Her claim comes from a kind-hearted place. She ventures that the wonderfully singular Computer Chess could have gathered healthier box office receipts, “if it hadn’t been forced into the marketplace alongside 20 other independent releases that opened in New York the same week and were all vying for pretty much the same nonmainstream audience.” Further, “only four big-studio movies opened the week it did, and they crushed the box office.” (It goes without saying that the “nonmainstream audience” and its “big-studio” counterpart are not remotely comparable in size, but perhaps it’s worth noting that Hollywood often plots its release calendar a year in advance.)
It’s an interesting dilemma — or, more accurately, double standard. Just because we expect “that a percentage of the big-studio releases will be bilge,” should the same benchmark be set for independent cinema?

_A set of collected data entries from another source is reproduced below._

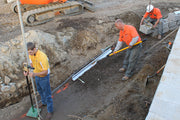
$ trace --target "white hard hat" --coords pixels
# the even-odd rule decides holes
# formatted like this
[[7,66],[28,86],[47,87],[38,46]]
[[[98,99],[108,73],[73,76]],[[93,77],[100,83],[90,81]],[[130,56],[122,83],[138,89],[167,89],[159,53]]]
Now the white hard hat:
[[148,5],[148,6],[146,7],[146,12],[151,12],[153,9],[154,9],[154,6],[153,6],[153,5]]

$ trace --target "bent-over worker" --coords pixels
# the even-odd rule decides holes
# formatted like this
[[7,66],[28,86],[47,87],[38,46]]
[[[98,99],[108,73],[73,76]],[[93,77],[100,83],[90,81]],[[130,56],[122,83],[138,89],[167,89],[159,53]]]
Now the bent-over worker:
[[133,45],[141,41],[141,38],[134,26],[124,24],[121,19],[117,19],[115,21],[115,26],[120,30],[120,32],[119,40],[116,44],[114,52],[121,48],[123,42],[129,46],[129,49],[127,49],[123,61],[123,67],[119,69],[120,72],[126,71],[125,76],[122,78],[122,80],[127,80],[133,75],[133,71],[142,48],[141,43],[136,46]]
[[145,22],[150,22],[153,24],[153,29],[158,26],[158,39],[161,39],[163,33],[163,23],[162,14],[159,8],[155,8],[153,5],[148,5],[146,7],[146,13],[141,19],[140,25]]

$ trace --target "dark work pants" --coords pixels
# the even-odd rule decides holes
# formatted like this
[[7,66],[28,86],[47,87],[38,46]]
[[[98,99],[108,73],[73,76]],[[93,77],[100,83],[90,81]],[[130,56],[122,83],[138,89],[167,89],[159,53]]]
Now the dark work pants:
[[138,44],[130,49],[127,49],[126,55],[123,61],[123,68],[126,69],[125,75],[131,77],[133,75],[133,70],[138,61],[142,44]]
[[[149,21],[150,23],[152,23],[153,25],[155,24],[155,22],[157,21],[157,19],[152,19],[149,16],[146,18],[147,21]],[[158,27],[158,34],[162,35],[163,33],[163,22],[162,22],[162,18],[160,19],[159,23],[157,24]]]

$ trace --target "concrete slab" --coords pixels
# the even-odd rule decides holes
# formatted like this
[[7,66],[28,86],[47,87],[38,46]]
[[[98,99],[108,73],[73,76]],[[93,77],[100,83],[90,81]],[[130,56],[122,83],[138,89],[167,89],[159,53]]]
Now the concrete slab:
[[145,120],[180,120],[180,29]]

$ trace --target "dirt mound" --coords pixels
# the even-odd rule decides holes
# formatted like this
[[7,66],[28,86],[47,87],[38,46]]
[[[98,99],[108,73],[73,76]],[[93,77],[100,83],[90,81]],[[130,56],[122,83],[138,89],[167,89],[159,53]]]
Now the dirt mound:
[[139,21],[141,20],[141,17],[139,17],[138,14],[136,14],[135,12],[124,12],[115,17],[115,19],[118,18],[121,18],[126,24],[135,26],[137,30],[139,29]]
[[61,30],[63,28],[72,27],[77,30],[84,30],[87,29],[89,26],[92,25],[92,21],[96,21],[96,18],[78,18],[78,19],[61,19],[58,20],[59,22],[57,30]]

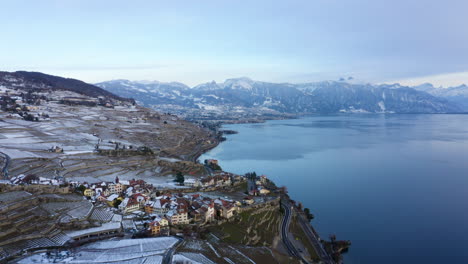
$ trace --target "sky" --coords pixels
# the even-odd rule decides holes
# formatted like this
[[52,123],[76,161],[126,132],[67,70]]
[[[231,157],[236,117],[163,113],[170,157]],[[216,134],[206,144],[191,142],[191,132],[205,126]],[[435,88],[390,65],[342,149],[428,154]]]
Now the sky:
[[196,85],[468,83],[466,0],[0,0],[0,70]]

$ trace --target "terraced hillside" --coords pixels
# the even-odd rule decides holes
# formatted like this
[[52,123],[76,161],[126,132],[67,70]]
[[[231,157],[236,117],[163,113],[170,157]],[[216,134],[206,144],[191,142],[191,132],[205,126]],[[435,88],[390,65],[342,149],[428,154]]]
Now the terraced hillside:
[[69,230],[99,226],[113,213],[75,194],[0,190],[0,263],[25,250],[65,245]]
[[[167,179],[157,177],[173,170],[203,174],[201,165],[189,161],[216,145],[201,127],[133,105],[84,107],[50,101],[32,112],[49,118],[30,122],[0,112],[0,149],[11,158],[10,177],[34,174],[96,182],[119,176],[152,178],[159,184]],[[55,146],[63,152],[50,151]],[[142,147],[150,150],[148,155],[138,152]]]

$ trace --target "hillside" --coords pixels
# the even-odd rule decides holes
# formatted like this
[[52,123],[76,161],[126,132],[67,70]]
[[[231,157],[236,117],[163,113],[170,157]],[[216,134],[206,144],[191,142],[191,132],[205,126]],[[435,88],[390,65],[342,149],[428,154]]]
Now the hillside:
[[109,91],[76,79],[63,78],[40,72],[0,72],[0,86],[23,91],[63,90],[76,92],[90,97],[133,102],[133,99],[117,96]]
[[172,186],[167,175],[174,171],[204,174],[193,161],[217,144],[201,126],[81,81],[23,72],[2,73],[1,80],[0,154],[8,157],[9,177],[138,176]]

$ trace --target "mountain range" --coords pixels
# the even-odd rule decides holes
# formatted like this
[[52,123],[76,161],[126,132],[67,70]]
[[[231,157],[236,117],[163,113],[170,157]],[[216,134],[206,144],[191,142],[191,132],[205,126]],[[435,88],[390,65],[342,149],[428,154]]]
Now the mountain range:
[[[191,119],[236,119],[306,113],[459,113],[468,112],[468,86],[436,88],[425,83],[356,84],[323,81],[271,83],[227,79],[189,87],[179,82],[112,80],[88,84],[39,72],[0,72],[0,86],[68,90],[92,97],[133,102]],[[130,99],[131,98],[131,99]]]
[[[148,107],[172,106],[185,111],[242,109],[277,113],[455,113],[468,110],[468,87],[434,88],[345,81],[270,83],[227,79],[189,87],[178,82],[113,80],[97,86]],[[166,107],[164,109],[169,109]]]

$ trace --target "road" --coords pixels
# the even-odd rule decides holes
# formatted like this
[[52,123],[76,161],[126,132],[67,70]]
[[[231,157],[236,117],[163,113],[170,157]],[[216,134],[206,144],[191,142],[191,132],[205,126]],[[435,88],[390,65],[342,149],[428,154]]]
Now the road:
[[299,259],[302,260],[303,263],[309,263],[302,257],[302,254],[299,253],[296,247],[294,247],[294,244],[290,241],[290,237],[288,235],[289,224],[291,223],[291,215],[292,215],[291,205],[289,203],[281,202],[281,207],[284,209],[284,217],[283,217],[283,221],[281,222],[281,239],[283,240],[283,243],[286,246],[286,249],[288,250],[289,255],[298,257]]
[[315,252],[317,252],[320,259],[326,264],[335,264],[330,255],[323,248],[323,245],[322,243],[320,243],[319,238],[315,235],[309,221],[305,219],[302,214],[298,214],[297,219],[302,229],[304,230],[304,233],[307,235],[309,241],[312,243],[312,246],[314,247]]
[[171,249],[169,249],[166,252],[166,254],[164,255],[163,260],[162,260],[163,264],[171,264],[172,263],[172,256],[174,255],[174,252],[177,249],[177,247],[180,245],[180,243],[182,243],[182,241],[183,241],[183,239],[180,238],[180,237],[175,237],[175,238],[177,238],[179,241],[177,241],[177,243]]
[[[281,206],[284,209],[283,222],[281,223],[281,237],[283,239],[283,243],[286,245],[286,248],[288,249],[289,254],[291,256],[298,257],[304,263],[309,263],[308,261],[304,259],[302,254],[300,254],[300,252],[295,248],[294,244],[290,241],[290,238],[288,236],[289,224],[291,223],[291,216],[292,216],[291,204],[289,202],[282,201]],[[312,227],[309,224],[309,222],[308,221],[305,222],[306,219],[304,219],[302,214],[298,214],[297,219],[302,229],[304,230],[304,233],[309,238],[309,241],[314,247],[315,252],[317,252],[317,255],[320,257],[322,262],[325,264],[335,264],[335,262],[332,260],[332,258],[328,255],[328,253],[323,248],[322,243],[320,243],[320,240],[312,231]]]

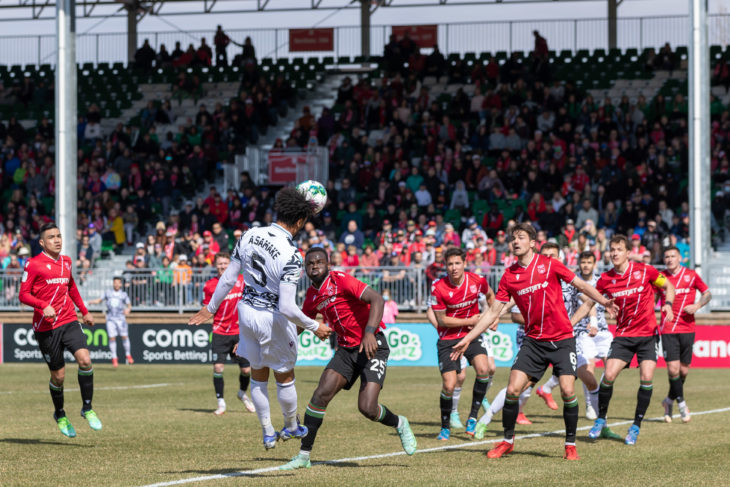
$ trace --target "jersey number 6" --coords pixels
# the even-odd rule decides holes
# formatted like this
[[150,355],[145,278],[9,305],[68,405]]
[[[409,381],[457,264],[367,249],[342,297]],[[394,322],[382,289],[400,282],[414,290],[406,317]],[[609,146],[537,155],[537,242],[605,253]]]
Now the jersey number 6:
[[261,257],[258,252],[251,254],[251,267],[259,273],[258,276],[256,273],[251,274],[251,278],[261,287],[266,287],[266,272],[264,271],[265,264],[266,261],[264,261],[264,258]]

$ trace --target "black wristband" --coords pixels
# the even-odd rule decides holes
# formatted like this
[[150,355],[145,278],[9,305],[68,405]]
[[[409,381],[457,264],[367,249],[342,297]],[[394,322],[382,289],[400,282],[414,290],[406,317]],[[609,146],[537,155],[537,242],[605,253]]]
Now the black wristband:
[[375,335],[375,333],[377,331],[378,331],[378,327],[377,326],[366,326],[365,327],[365,333],[372,333],[373,335]]
[[672,301],[664,301],[664,304],[665,305],[668,304],[670,307],[674,305],[674,303]]

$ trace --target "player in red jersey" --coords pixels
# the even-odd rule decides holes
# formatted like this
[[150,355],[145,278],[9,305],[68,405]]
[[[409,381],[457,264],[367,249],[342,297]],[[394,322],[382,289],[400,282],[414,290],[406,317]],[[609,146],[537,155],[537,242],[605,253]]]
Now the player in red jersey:
[[[664,360],[667,362],[669,374],[669,394],[662,401],[664,421],[672,422],[672,405],[677,400],[679,415],[682,421],[690,420],[689,408],[684,401],[684,381],[689,374],[692,362],[692,346],[695,341],[695,313],[712,299],[712,294],[702,278],[692,269],[682,267],[682,256],[677,247],[664,249],[664,264],[667,270],[664,275],[674,286],[673,320],[662,316],[661,335]],[[700,300],[695,302],[696,292],[700,292]],[[666,296],[662,293],[662,304]]]
[[[458,247],[449,248],[444,254],[447,276],[434,281],[431,286],[430,308],[438,323],[438,357],[441,372],[441,431],[439,440],[451,436],[450,418],[453,406],[453,393],[457,385],[457,375],[461,372],[461,357],[451,359],[451,348],[469,332],[469,328],[479,320],[480,295],[485,296],[487,304],[494,302],[494,293],[484,276],[465,272],[466,252]],[[489,387],[490,367],[487,359],[487,346],[484,338],[473,341],[464,355],[476,372],[471,411],[466,422],[466,434],[474,436],[477,414],[484,395]]]
[[86,309],[76,288],[71,269],[71,258],[61,255],[63,241],[55,223],[41,227],[39,255],[25,264],[18,299],[33,308],[33,333],[51,371],[51,399],[61,433],[73,438],[76,430],[63,409],[63,381],[66,376],[64,349],[71,352],[79,364],[79,388],[81,389],[81,416],[93,430],[101,429],[101,421],[91,408],[94,396],[94,369],[91,365],[86,335],[76,316],[74,305],[81,311],[85,325],[94,326],[94,318]]
[[382,296],[350,274],[330,271],[327,251],[322,247],[307,251],[304,268],[312,285],[307,289],[302,312],[312,319],[317,313],[321,314],[337,334],[339,347],[322,372],[304,413],[304,426],[309,433],[302,438],[299,454],[279,469],[311,467],[309,456],[327,405],[343,388],[350,390],[358,378],[360,412],[371,421],[395,428],[403,450],[413,455],[416,437],[406,417],[393,414],[378,403],[390,355],[388,341],[382,332],[385,328]]
[[574,385],[576,377],[575,338],[573,325],[563,301],[561,281],[572,284],[580,292],[606,306],[616,307],[590,284],[576,277],[560,261],[535,253],[537,234],[529,223],[512,227],[512,250],[517,263],[510,266],[499,281],[497,296],[479,322],[453,348],[452,358],[463,354],[472,340],[487,327],[496,328],[496,320],[505,306],[514,301],[525,318],[525,339],[510,372],[507,396],[502,410],[504,441],[487,453],[500,458],[514,449],[514,429],[519,411],[519,397],[530,382],[537,382],[553,365],[553,374],[560,381],[565,421],[565,456],[578,460],[575,434],[578,427],[578,399]]
[[596,289],[616,301],[620,311],[616,317],[616,333],[608,349],[606,368],[598,391],[598,419],[588,437],[597,439],[606,427],[608,404],[613,394],[613,383],[619,373],[636,355],[639,361],[640,385],[636,397],[634,423],[624,439],[627,445],[636,444],[641,420],[651,401],[656,368],[657,334],[654,314],[654,290],[663,289],[666,302],[662,310],[666,320],[672,321],[674,286],[658,270],[650,265],[629,260],[629,240],[624,235],[614,235],[609,241],[609,255],[613,269],[601,274]]
[[[218,271],[218,276],[205,283],[203,287],[203,306],[210,303],[210,298],[213,297],[218,280],[230,263],[231,256],[228,253],[218,252],[215,255],[215,268]],[[226,412],[226,400],[223,398],[223,368],[228,356],[241,369],[238,376],[238,399],[243,402],[249,412],[256,412],[253,402],[246,395],[248,384],[251,382],[251,364],[245,357],[241,357],[236,353],[238,348],[238,301],[241,300],[244,286],[243,274],[239,274],[238,280],[236,280],[233,288],[223,299],[223,303],[213,316],[211,350],[213,352],[213,387],[215,388],[215,397],[218,399],[218,409],[214,411],[216,416]]]

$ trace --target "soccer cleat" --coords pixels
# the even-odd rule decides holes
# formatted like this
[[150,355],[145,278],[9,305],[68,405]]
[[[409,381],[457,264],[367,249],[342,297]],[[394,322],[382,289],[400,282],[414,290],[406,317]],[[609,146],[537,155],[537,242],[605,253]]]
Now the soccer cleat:
[[598,418],[596,410],[593,409],[593,406],[591,406],[590,404],[586,404],[586,418],[591,421],[595,421],[596,418]]
[[686,404],[684,406],[681,404],[679,405],[679,415],[682,417],[683,423],[689,423],[692,420],[692,416],[690,416],[689,408]]
[[312,468],[312,462],[309,461],[309,455],[302,455],[300,453],[292,458],[289,463],[279,467],[279,470],[296,470],[298,468]]
[[398,416],[400,427],[395,430],[400,436],[400,443],[403,445],[403,451],[408,455],[416,453],[416,436],[411,431],[411,425],[408,423],[408,419],[405,416]]
[[474,428],[474,439],[475,440],[483,440],[484,434],[487,432],[487,427],[489,425],[485,423],[477,423],[477,427]]
[[552,409],[553,411],[557,411],[558,409],[558,403],[555,402],[555,399],[553,399],[553,395],[549,392],[545,392],[542,388],[542,386],[538,387],[535,393],[540,396],[543,401],[545,401],[545,404],[547,407]]
[[672,422],[672,401],[668,397],[665,397],[662,401],[662,406],[664,406],[664,422],[665,423],[671,423]]
[[118,358],[114,357],[114,358],[112,359],[112,367],[114,367],[115,369],[116,369],[117,367],[119,367],[119,359],[118,359]]
[[276,447],[276,440],[279,439],[279,433],[274,431],[273,435],[267,435],[266,432],[264,432],[264,448],[267,450],[271,450]]
[[563,458],[565,460],[580,460],[575,445],[565,445],[565,455],[563,455]]
[[294,431],[289,431],[288,429],[286,429],[286,427],[284,427],[281,430],[281,433],[279,433],[279,439],[281,441],[287,441],[294,438],[304,438],[305,436],[307,436],[308,433],[309,430],[307,429],[307,427],[302,426],[297,422],[297,429],[295,429]]
[[629,428],[629,432],[626,434],[626,438],[624,439],[624,443],[627,445],[635,445],[636,440],[639,438],[639,427],[635,424],[631,425],[631,428]]
[[601,437],[601,432],[606,427],[606,420],[603,418],[598,418],[595,423],[593,423],[593,427],[588,432],[588,438],[591,440],[597,440]]
[[614,433],[611,431],[611,428],[608,426],[604,426],[601,430],[601,434],[599,435],[599,438],[603,438],[606,440],[621,440],[621,435]]
[[493,449],[491,449],[487,452],[487,458],[501,458],[502,455],[506,455],[507,453],[512,453],[512,450],[514,450],[514,449],[515,449],[514,443],[502,441],[497,446],[495,446]]
[[489,399],[487,399],[486,397],[482,399],[482,407],[485,411],[489,410],[489,406],[491,406],[491,404],[489,403]]
[[476,430],[477,427],[477,419],[476,418],[469,418],[466,420],[466,431],[465,433],[471,437],[474,437],[474,430]]
[[461,418],[459,417],[458,412],[454,411],[451,413],[451,417],[449,418],[449,427],[455,430],[464,429],[464,425],[461,423]]
[[226,401],[218,399],[218,409],[213,411],[216,416],[223,416],[226,413]]
[[447,441],[449,438],[451,438],[451,431],[448,428],[441,428],[441,432],[436,437],[439,441]]
[[243,406],[246,408],[246,410],[249,413],[256,412],[256,406],[253,405],[253,402],[251,401],[251,399],[248,398],[246,393],[240,389],[238,390],[238,399],[241,400],[241,402],[243,403]]
[[530,421],[529,419],[527,419],[527,416],[525,416],[525,413],[520,412],[517,415],[517,424],[530,425],[530,424],[532,424],[532,421]]
[[61,416],[60,418],[56,418],[56,415],[54,414],[53,419],[56,420],[58,429],[61,430],[61,433],[64,436],[68,436],[69,438],[76,437],[76,430],[74,429],[73,425],[71,425],[71,421],[69,421],[66,416]]
[[131,355],[127,355],[127,365],[132,365],[134,363],[134,359]]
[[89,409],[88,411],[81,410],[81,417],[86,419],[86,421],[89,422],[89,427],[94,431],[101,430],[101,420],[99,419],[99,416],[96,415],[93,409]]

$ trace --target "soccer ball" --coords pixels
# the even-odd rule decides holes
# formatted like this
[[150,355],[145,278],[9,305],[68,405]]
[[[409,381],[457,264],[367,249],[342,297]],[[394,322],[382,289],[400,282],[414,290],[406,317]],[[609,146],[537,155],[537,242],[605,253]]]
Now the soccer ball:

The answer for Dargis, standards intact as ever, is a resounding no.
In polling industry personnel on the issue, Dargis received back-up from Janet Pierson on the downsides of a medium democratized. “The impulse to make a film has far outrun the impulse to go out and watch in a theater,” responded Pierson. “It’s upsetting to think that filmmaking has become a hobby for those who can afford it or that so few of these films are having any impact at all.”
Pieces of Dargis’s argument, however, are hampered by narrow-minded, retroactive asides. She expresses her dismay at those who “[dump] crummy movies that should go straight to on-demand into theaters just to get a review,” thereby bestowing VOD and its ilk with an air of subordination. She likens such movies to those “that once upon a VHS time would have been relegated to the bottom shelves of my local video stores, the kind that were straight-to-video.”
Accidentally or otherwise, Dargis is perpetuating the unjust stigma that accompanies the new distribution model for many independent films. It may not be romantic, but the fact is, VOD is profitable. For cinephiles like Dargis (and myself), disturbed by the death of the theater-going experience, this can be a cumbersome concept to wrap one’s head around. Why forgo the complete viewing experience for another night on the couch? But as she says herself, “When you talk about movies, you also need to talk about money.”